How do we know this to be the case?

The research done by the authors of this new study used the combined databases of the Pacific Northwest National Laboratory, the Global Soil Respiration Database located at University of Maryland, and FLUXNET, a global network of more than 500 micrometeorological towers around the world. From the data collected which gave them detailed information on soil, precipitation, and weather from more than 2,000 global sites, they were able to paint of soil respiration that shows it has increased by 1.2% between 1990 and 2014. They concluded that the cause of this phenomenon was increased microbial activity releasing more CO2. And although 1.2% doesn’t sound like much, on a global scale the researchers state it represents a “massive” ecosystem shift in a 25-year window.

Ben Bond-Lamberty, who is lead author of the study was quoted this week in an article written by Brandon Spector, for Live Science, stating, “soils around the globe are responding to a warming climate, which in turn can convert more carbon into carbon dioxide which enters the atmosphere.”

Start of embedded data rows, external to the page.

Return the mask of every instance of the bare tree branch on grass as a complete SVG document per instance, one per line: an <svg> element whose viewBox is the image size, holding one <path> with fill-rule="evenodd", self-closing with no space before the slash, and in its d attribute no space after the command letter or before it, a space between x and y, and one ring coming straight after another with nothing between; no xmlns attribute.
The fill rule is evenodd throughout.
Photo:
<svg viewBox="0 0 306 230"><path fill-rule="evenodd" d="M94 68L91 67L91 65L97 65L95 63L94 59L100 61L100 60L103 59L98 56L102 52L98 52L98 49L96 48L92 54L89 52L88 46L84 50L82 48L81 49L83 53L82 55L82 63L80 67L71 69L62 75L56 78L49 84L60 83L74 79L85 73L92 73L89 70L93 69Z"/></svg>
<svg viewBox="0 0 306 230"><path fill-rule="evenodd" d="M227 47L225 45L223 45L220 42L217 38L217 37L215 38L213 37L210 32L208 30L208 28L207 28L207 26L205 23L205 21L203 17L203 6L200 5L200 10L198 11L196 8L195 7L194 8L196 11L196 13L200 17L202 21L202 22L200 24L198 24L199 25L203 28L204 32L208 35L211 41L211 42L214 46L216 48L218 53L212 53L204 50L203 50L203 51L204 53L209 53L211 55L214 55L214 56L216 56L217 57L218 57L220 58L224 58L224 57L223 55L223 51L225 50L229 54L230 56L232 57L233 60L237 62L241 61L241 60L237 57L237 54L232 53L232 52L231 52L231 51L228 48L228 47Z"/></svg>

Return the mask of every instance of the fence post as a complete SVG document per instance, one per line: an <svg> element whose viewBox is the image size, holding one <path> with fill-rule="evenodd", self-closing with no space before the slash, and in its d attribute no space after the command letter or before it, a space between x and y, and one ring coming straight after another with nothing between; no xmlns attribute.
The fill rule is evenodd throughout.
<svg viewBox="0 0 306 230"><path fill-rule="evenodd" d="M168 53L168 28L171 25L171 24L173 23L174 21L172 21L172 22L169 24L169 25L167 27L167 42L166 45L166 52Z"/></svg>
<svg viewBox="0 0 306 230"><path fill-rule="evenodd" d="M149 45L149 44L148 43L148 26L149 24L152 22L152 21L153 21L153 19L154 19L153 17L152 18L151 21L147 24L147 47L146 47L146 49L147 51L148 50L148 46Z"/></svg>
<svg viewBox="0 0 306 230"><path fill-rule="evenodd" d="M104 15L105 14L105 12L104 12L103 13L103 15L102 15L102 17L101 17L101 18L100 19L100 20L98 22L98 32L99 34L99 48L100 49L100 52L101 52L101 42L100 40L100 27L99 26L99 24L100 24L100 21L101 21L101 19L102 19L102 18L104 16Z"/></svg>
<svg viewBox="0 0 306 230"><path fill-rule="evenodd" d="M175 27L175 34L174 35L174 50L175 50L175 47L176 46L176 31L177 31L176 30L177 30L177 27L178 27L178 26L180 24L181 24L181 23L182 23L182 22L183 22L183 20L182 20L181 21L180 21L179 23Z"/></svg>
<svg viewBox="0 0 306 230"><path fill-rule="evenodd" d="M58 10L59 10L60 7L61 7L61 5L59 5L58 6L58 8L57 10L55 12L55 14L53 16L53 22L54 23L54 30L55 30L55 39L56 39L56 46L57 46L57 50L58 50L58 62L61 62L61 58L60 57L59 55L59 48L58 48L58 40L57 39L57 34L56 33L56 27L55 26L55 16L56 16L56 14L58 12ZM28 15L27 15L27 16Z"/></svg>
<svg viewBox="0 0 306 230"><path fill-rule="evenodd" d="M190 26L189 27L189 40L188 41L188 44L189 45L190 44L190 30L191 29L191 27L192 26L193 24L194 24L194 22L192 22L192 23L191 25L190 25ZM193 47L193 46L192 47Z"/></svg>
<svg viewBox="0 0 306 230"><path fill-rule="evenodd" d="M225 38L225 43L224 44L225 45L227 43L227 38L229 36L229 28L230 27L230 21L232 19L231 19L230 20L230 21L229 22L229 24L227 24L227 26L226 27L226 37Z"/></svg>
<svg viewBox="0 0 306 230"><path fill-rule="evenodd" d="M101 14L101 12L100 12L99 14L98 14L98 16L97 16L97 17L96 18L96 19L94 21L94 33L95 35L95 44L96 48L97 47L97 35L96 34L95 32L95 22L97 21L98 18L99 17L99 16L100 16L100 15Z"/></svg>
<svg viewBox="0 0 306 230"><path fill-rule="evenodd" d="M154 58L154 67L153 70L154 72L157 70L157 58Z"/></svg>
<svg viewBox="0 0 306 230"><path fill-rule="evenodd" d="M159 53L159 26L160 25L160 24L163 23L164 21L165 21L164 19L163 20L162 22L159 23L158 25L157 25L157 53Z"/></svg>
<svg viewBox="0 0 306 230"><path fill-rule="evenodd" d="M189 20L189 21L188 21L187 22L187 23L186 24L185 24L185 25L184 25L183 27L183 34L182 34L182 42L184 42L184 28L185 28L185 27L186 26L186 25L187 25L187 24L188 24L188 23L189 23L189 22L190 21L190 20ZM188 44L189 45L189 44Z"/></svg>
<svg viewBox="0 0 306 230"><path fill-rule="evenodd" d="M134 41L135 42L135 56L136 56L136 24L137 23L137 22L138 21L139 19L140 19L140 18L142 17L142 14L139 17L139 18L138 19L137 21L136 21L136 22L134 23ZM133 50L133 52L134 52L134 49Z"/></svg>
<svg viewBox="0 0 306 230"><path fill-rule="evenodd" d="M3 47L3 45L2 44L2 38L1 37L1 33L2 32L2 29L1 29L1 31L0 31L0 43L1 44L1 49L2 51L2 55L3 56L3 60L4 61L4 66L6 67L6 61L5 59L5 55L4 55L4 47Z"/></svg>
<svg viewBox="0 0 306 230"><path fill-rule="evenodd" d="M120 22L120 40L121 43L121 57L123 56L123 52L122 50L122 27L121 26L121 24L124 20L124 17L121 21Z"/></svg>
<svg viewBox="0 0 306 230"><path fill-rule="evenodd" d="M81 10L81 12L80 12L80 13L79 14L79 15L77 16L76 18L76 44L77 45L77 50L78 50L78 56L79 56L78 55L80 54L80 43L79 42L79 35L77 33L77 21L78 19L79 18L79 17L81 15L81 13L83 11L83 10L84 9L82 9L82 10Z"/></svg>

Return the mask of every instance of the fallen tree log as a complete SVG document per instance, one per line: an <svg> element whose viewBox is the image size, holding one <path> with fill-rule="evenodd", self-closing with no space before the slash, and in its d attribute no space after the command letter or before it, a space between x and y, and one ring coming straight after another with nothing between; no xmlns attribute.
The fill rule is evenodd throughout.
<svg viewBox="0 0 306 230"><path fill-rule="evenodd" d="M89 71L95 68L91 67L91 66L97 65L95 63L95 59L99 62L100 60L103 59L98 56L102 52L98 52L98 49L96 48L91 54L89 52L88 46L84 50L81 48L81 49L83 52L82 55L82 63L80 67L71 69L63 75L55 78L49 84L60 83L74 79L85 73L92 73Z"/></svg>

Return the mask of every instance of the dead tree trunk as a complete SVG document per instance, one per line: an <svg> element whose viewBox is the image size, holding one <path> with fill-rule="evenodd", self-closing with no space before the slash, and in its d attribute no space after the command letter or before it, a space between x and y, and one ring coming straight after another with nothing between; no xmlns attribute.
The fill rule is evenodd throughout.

In other words, this is a self-intensifying loop where a warming atmosphere leads to greater microbial activity in the soil which in return releases more greenhouse gas emissions (CO2) which furthers atmospheric warming, which then increases microbial activity even further, and so on.

And although we know what is needed, to decrease global greenhouse gas emissions and eventually eliminate the burning of carbon to support our modern civilization, we humans continue to sleepwalk towards the solution.

 

We don’t think of soil as a contributor to global warming, but a new study shows that is, indeed, the case.
lenrosen4
lenrosen4https://www.21stcentech.com
Len Rosen lives in Oakville, Ontario, Canada. He is a former management consultant who worked with high-tech and telecommunications companies. In retirement, he has returned to a childhood passion to explore advances in science and technology. More...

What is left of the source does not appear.